I don't have the background to help you size the pump but others here will; here's something that I hope might shed some light-

The Taco 007 that is on it might be the "return water protection" bypass pump, as Econoburn sends one of those exact types with each unit- I recall that you bought yours used, and I don't know if the prior owner had that plumbed in as Econoburn recommends, etc.  

If this is all sounding new, I could photograph and e-mail you Econoburn's recommended diagram on that "protection pumping" layout

Also, don't hesitate to call Econoburn- from what I have found so far, their tech support is great, as long as your patient a bit with the fact that they're _really_ busy.

Even though you bought the unit second hand, I bet Econburn will be willing to work with you in the interest of a happy ending.


----------



## Huskurdu (Aug 21, 2008)

pybyr said:
			
		

> I don't have the background to help you size the pump but others here will; here's something that I hope might shed some light-
> 
> The Taco 007 that is on it might be the "return water protection" bypass pump, as Econoburn sends one of those exact types with each unit- I recall that you bought yours used, and I don't know if the prior owner had that plumbed in as Econoburn recommends, etc.
> 
> ...



This is 'sounding new'....could you please forward anything you have on this?  Any help would be appreciated.


----------



## pybyr (Aug 22, 2008)

Huskurdu- I haven't been ignoring you, but life has been zany... first look at this thread, which explains how Econoburn's implementation uses two pumps, one between the boiler and load, and the other in a "nearby loop with the boiler" (and no load) to make sure that the boiler comes up to temperature quickly, and does not fall below proper temperature.  
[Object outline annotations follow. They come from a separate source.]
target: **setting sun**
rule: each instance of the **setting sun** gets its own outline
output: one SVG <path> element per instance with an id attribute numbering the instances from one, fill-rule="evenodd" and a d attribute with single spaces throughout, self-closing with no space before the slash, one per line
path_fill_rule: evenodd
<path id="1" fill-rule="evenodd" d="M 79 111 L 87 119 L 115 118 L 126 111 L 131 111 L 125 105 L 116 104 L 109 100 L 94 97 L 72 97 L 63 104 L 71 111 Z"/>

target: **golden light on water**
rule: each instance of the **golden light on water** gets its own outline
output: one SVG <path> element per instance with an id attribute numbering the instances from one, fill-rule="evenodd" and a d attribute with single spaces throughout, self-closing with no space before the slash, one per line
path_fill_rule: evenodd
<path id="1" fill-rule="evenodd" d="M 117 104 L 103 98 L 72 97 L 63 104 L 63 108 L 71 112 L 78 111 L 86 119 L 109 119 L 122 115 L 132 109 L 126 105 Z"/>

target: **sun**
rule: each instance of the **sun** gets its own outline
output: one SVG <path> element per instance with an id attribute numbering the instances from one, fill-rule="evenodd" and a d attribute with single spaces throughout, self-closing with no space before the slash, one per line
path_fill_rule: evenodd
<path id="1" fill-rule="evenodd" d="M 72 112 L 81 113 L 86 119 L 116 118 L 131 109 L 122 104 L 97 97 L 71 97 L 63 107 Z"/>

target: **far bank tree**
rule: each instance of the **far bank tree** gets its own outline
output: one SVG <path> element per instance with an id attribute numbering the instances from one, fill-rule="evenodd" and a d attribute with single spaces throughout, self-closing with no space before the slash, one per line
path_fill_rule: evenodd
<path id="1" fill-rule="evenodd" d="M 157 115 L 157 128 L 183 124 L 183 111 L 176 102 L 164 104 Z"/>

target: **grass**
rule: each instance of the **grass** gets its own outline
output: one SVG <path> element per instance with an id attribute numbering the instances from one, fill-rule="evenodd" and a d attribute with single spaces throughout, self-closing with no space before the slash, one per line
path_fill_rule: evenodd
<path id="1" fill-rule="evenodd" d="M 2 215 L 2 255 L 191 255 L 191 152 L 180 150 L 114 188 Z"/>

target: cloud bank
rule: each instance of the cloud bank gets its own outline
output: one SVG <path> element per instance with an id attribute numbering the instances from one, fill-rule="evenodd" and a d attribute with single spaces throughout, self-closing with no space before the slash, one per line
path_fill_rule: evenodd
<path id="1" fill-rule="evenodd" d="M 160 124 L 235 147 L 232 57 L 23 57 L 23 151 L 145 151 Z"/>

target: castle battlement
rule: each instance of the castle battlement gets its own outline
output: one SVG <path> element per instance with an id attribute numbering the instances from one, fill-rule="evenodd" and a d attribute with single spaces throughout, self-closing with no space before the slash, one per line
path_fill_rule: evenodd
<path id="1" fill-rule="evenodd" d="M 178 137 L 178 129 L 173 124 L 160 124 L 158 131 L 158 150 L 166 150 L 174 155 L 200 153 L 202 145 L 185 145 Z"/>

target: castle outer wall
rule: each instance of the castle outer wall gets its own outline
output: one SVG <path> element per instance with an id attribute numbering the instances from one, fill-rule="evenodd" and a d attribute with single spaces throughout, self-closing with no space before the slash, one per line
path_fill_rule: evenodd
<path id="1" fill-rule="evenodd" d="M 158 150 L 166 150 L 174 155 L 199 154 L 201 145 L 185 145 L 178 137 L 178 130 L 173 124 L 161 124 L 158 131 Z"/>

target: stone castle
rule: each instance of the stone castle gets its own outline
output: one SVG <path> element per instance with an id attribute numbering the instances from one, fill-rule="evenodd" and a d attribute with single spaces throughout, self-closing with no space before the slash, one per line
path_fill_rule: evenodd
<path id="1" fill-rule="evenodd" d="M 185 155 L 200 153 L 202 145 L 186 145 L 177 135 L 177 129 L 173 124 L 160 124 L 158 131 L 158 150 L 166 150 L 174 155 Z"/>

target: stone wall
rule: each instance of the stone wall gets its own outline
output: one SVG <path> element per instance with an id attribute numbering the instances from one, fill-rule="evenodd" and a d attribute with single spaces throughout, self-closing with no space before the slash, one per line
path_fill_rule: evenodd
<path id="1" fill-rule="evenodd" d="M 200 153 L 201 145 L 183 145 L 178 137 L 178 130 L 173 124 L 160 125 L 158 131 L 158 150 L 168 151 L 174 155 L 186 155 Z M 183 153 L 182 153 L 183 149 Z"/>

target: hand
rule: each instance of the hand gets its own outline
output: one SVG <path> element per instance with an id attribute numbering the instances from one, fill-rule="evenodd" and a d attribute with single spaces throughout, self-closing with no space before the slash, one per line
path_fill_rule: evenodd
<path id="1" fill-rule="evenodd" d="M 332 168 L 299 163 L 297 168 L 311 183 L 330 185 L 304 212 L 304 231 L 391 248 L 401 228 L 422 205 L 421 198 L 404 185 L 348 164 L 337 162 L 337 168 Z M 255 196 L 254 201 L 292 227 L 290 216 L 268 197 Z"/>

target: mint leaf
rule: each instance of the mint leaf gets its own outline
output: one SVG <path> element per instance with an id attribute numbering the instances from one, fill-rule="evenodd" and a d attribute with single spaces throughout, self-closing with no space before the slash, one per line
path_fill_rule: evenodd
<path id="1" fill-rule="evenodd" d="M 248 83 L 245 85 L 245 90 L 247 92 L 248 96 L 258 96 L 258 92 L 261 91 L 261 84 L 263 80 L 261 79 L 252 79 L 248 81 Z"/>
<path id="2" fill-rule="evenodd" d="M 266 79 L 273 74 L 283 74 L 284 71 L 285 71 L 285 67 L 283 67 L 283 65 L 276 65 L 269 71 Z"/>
https://www.hearth.com/econtent/index.php/forums/viewthread/20980/

Failure to achieve that protection will result in serious ineffciency, creosote buildup, and in the long run, corrosion of the boiler.

Some of the Euro designs use fancy mix valves instead of pumps, but the Taco 007 you find yourself inheriting with Dale Q's boiler is almost certainly the one that Econoburn shipped with the boiler, intended to be used for that "nearby loop" for protection.

I am going to try to separately e-mail you the newest version of the Econoburn manual (which may not yet be in print or shipped with the boilers, but was e-mailed to me by Mark Odell, VP at Econoburn) which shows the diagram of how these two circulators are routed.  It is a huge file, so I do not know if technology will cooperate; if not, I will try to excerpt and scan the one page with the diagram I'm talking about.  The diagram is on printed page # 10, which in the adobe digital version, comes out as page 13

None of this answers your original question about pump sizing, but all of it is important to get right.  The Taco 007 is probably unlikely to work for your main loop on the distance/ diameter your are talking about, but it is very important to rig the overall system right.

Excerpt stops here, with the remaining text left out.